Nacida en París en 1934, alcanzó proyección internacional en 1956 con la película “…Y Dios creó a la mujer”, dirigida por Roger Vadim, que la consagró como un mito erótico y un emblema de libertad femenina. A partir de allí, protagonizó más de 45 películas y grabó más de 70 canciones, trabajando con directores de prestigio como Jean-Luc Godard (El desprecio) y Louis Malle (La verdad), rol por el que obtuvo el premio David di Donatello.
Sin embargo, en 1973, con apenas 39 años, Bardot decidió retirarse definitivamente del cine, a pesar de encontrarse en la cima de su carrera. Definió a la fama como una “prisión dorada” y eligió alejarse de los sets para concentrar su energía en el activismo animalista, fundando en 1986 la organización que llevaría su nombre.

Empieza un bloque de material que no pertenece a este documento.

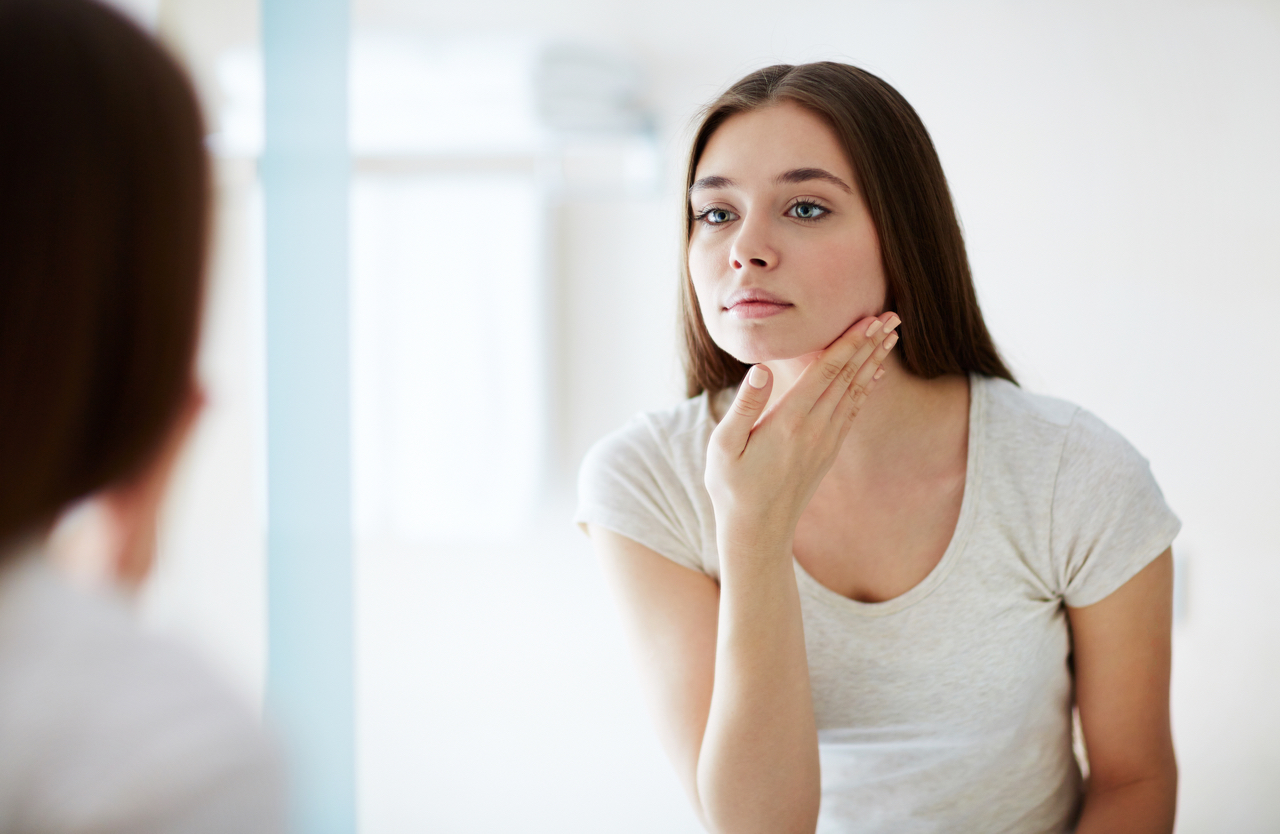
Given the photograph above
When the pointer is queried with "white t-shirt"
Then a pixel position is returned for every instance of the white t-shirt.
(949, 708)
(108, 731)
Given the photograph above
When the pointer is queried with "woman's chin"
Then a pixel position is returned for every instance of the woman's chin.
(758, 353)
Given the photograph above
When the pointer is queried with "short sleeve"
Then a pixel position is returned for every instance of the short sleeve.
(1109, 517)
(629, 484)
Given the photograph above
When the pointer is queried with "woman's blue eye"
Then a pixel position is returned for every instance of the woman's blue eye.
(808, 210)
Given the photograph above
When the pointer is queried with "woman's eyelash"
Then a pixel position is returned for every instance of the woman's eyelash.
(702, 215)
(809, 204)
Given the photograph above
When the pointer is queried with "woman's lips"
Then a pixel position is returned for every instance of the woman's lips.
(757, 308)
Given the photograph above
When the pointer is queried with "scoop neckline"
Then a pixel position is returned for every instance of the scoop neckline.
(959, 537)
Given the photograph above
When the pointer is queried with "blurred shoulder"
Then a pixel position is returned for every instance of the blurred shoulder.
(110, 728)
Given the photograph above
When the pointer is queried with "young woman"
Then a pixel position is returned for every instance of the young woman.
(104, 212)
(867, 576)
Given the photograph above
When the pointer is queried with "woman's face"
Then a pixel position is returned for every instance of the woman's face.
(784, 253)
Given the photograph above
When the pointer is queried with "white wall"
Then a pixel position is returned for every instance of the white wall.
(1115, 170)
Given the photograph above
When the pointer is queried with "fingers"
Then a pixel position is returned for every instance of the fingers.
(826, 370)
(735, 427)
(859, 386)
(862, 365)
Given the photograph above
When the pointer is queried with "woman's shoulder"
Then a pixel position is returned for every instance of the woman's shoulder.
(673, 438)
(104, 720)
(1024, 420)
(645, 481)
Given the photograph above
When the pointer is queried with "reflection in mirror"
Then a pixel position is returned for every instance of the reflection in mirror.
(1115, 192)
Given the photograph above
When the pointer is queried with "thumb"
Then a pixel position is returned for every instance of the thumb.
(748, 406)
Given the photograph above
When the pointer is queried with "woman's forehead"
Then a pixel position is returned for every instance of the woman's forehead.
(760, 145)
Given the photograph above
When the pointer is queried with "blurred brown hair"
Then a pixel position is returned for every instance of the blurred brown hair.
(104, 211)
(901, 179)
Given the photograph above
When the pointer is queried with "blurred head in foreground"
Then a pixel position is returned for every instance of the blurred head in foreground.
(104, 207)
(104, 214)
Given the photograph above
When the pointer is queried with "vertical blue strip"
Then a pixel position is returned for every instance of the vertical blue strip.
(305, 177)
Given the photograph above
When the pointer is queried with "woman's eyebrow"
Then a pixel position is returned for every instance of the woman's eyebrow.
(712, 182)
(804, 174)
(794, 175)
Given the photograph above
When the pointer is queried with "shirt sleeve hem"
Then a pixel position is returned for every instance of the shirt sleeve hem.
(1157, 544)
(624, 525)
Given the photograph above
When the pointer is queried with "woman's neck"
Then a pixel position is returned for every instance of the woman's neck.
(905, 424)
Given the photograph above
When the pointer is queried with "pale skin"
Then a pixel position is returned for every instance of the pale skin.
(855, 473)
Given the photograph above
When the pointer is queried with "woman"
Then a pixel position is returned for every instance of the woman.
(104, 214)
(868, 586)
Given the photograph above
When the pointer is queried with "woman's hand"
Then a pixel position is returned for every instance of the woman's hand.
(762, 471)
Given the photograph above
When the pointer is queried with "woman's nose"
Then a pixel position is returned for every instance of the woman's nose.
(753, 246)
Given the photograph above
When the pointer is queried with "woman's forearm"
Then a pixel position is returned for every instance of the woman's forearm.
(758, 763)
(1143, 806)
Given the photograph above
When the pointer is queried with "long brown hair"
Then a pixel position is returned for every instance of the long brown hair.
(926, 266)
(104, 210)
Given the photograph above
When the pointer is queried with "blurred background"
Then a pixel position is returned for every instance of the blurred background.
(515, 218)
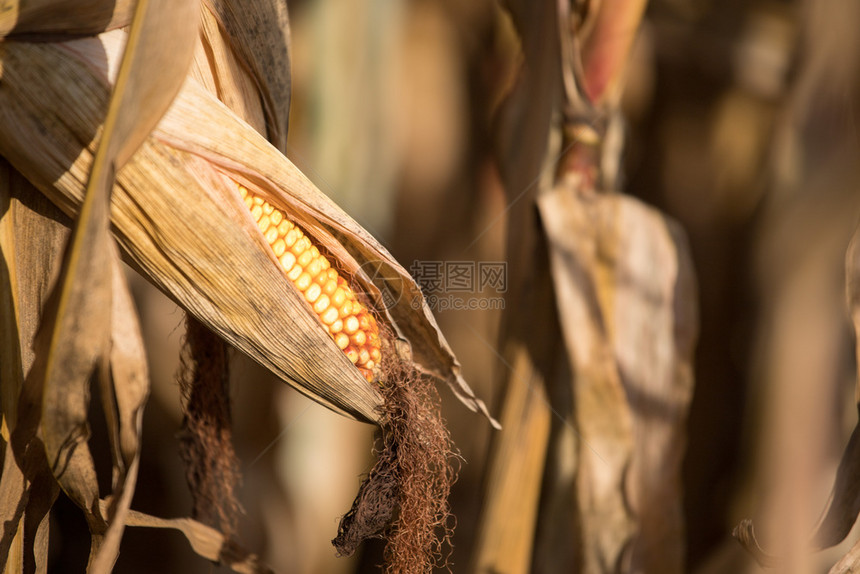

Su lucha tuvo impacto mundial, especialmente recordada por la campaña de 1977 contra la caza de focas en Canadá, y por sus permanentes denuncias contra el maltrato animal. En una de sus últimas entrevistas, brindada en 2025, afirmó que su defensa de los animales era “el verdadero legado” que dejaría al mundo.
La vida pública de Bardot no estuvo exenta de controversias. Fue condenada en cinco oportunidades por incitación al odio debido a sus declaraciones sobre inmigración y el islam, y mantuvo una relación distante y conflictiva con su único hijo, Nicolas, a quien mencionó duramente en su autobiografía. Aun así, su influencia cultural, estética y simbólica nunca se diluyó.
Instalada desde hace décadas en Saint-Tropez, continuó hasta el final alzando su voz contra el consumo de carne de caballo y el sacrificio animal sin sedación. Para muchos intelectuales y artistas fue una musa irrepetible; Simone de Beauvoir llegó a escribir que “un santo vendería su alma al diablo por verla bailar”.
Con su muerte, se cierra un capítulo fundamental del espectáculo francés y de la cultura del siglo XX. Brigitte Bardot deja la imagen de una mujer libre, polémica y apasionada, que eligió cambiar la gloria por la causa y que, como escribió su biógrafa Marie-Dominique Lelièvre, “siempre ha sido y será una niña”.